The Canadian-born Edugyan’s unrelenting debut finds life—first and second—somber and bleak.
Samuel Tyne is an émigré from Ghana (he prefers the old name, Gold Coast) whose midlife crisis is aggravated by a stifling civil service job in Calgary, under the thumb of two bureaucrats he aptly nicknames Dombey and Son. At home, the atmosphere is even more fraught. Samuel and his wife Maud display less mutual tolerance than their warring ancestral tribes. Their twin 12-year-old daughters, Yvette and Chloe (indistinguishable even to their parents), are bad-seed prodigies. A surprise inheritance from Samuel’s estranged uncle Jacob—a dilapidated farmhouse in the small Alberta town of Aster, once settled by African-Americans from Oklahoma—offers respite, but not for long. No sooner does Samuel reinvent himself as an electronics repair-shop owner and early computer hardware developer (it’s 1968) than the twins rev up the RPMs on their continuous destructive loop.
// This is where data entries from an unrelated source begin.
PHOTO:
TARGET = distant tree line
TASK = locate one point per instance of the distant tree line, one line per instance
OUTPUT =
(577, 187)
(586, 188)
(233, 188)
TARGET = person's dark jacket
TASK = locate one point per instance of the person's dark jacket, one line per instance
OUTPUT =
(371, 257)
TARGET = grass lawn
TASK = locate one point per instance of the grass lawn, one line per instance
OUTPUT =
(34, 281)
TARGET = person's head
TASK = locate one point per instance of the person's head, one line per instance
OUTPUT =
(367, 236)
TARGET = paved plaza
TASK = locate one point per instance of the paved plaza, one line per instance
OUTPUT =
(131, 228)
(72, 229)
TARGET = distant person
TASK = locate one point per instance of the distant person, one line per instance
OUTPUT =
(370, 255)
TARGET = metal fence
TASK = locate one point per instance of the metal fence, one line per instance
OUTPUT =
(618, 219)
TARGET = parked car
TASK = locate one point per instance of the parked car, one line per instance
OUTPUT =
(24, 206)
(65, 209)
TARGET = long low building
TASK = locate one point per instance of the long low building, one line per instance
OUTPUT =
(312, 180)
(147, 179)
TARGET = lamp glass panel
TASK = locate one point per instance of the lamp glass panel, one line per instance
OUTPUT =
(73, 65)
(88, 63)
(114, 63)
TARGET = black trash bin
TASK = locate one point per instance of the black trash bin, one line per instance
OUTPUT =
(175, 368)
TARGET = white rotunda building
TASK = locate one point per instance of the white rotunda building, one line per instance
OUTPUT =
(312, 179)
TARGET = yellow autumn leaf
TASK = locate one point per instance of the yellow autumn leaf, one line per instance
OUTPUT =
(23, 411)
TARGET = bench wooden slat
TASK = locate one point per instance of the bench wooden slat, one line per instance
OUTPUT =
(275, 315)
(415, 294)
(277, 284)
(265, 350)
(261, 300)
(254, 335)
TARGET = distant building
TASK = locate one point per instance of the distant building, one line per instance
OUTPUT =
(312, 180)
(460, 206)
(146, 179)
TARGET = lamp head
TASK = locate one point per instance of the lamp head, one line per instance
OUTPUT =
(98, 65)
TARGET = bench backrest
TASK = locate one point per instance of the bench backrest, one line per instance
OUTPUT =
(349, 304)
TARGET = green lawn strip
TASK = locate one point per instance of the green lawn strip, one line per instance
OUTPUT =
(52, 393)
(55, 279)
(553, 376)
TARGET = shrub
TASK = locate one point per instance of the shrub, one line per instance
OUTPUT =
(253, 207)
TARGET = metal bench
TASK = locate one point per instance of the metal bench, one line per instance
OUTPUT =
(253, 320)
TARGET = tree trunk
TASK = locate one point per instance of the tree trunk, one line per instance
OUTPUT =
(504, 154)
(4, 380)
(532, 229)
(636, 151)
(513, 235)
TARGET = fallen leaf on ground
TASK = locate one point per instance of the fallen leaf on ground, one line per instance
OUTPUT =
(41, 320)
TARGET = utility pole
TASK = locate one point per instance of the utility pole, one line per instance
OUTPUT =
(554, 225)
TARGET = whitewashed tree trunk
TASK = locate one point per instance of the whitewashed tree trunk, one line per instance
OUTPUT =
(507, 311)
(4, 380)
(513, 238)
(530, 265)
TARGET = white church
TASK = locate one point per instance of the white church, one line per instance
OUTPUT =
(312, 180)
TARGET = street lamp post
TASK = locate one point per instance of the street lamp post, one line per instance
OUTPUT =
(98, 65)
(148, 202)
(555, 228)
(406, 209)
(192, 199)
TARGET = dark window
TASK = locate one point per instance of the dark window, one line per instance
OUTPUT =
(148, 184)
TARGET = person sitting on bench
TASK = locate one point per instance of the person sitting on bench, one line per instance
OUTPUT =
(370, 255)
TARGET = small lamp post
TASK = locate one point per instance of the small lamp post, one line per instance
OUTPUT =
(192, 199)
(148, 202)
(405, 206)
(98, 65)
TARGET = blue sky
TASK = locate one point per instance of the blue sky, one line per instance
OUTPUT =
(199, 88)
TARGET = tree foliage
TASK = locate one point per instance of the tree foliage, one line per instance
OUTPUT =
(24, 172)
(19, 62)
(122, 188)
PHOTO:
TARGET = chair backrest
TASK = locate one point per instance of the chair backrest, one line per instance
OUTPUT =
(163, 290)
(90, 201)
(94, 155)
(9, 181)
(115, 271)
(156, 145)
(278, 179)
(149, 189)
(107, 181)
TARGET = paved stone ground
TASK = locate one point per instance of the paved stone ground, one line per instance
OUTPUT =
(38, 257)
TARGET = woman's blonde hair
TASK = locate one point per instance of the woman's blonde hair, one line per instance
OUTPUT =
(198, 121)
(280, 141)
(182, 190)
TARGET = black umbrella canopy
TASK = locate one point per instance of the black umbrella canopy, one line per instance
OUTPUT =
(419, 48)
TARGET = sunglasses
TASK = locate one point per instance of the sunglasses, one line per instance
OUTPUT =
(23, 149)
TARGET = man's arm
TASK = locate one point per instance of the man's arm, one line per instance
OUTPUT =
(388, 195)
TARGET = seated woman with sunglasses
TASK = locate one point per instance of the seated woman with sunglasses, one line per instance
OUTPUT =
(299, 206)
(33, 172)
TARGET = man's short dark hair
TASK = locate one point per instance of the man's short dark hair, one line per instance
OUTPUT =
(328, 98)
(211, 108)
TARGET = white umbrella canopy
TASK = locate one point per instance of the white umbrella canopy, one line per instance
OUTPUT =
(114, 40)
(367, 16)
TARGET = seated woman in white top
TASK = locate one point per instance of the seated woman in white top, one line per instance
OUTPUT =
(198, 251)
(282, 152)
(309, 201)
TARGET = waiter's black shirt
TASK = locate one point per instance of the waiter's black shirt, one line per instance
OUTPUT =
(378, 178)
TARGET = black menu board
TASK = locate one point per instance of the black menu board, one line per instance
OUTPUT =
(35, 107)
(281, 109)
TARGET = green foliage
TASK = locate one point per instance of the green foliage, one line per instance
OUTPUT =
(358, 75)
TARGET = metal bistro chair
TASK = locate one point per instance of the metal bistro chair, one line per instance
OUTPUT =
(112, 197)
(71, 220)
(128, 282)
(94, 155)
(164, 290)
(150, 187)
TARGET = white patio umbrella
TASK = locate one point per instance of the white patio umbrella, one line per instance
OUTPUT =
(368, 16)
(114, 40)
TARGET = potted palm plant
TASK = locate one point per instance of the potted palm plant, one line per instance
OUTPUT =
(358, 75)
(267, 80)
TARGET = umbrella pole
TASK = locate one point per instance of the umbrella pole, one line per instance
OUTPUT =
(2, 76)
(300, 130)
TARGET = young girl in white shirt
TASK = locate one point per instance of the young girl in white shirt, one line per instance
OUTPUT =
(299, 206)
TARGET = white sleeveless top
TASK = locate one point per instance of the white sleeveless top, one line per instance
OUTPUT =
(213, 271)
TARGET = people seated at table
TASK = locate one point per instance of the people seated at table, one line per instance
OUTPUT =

The duo defies all civilizing influences, even the friendship of schoolmate Ama, whom their parents have brought to Aster for the summer. On the social front, neighbor Saul Porter, the last Oklahoman settler and a reputed warlock, is pushing Samuel’s boundaries in more than the real estate sense. Ray and Eudora Frank, the Tynes’ first allies in Aster, have divided loyalties and ulterior motives. Although Edugyan’s spare prose, visceral images, and unfussy dialogue create a suitably ominous atmosphere, the plot advances haltingly and predictably. The family turmoil at the core of the story is more often summarized than shown, and the twins’ berserk behavior is too robotic to impart true horror to their intended role as engineers of the fall of the house of Tyne. Ama takes on an importance unjustified by her wan presence because the novel needs an Ishmael, and she’s it. The close, however, stark in its avoidance of redemptive bromides, is astonishingly moving.
A talented author to watch as her narrative technique matures.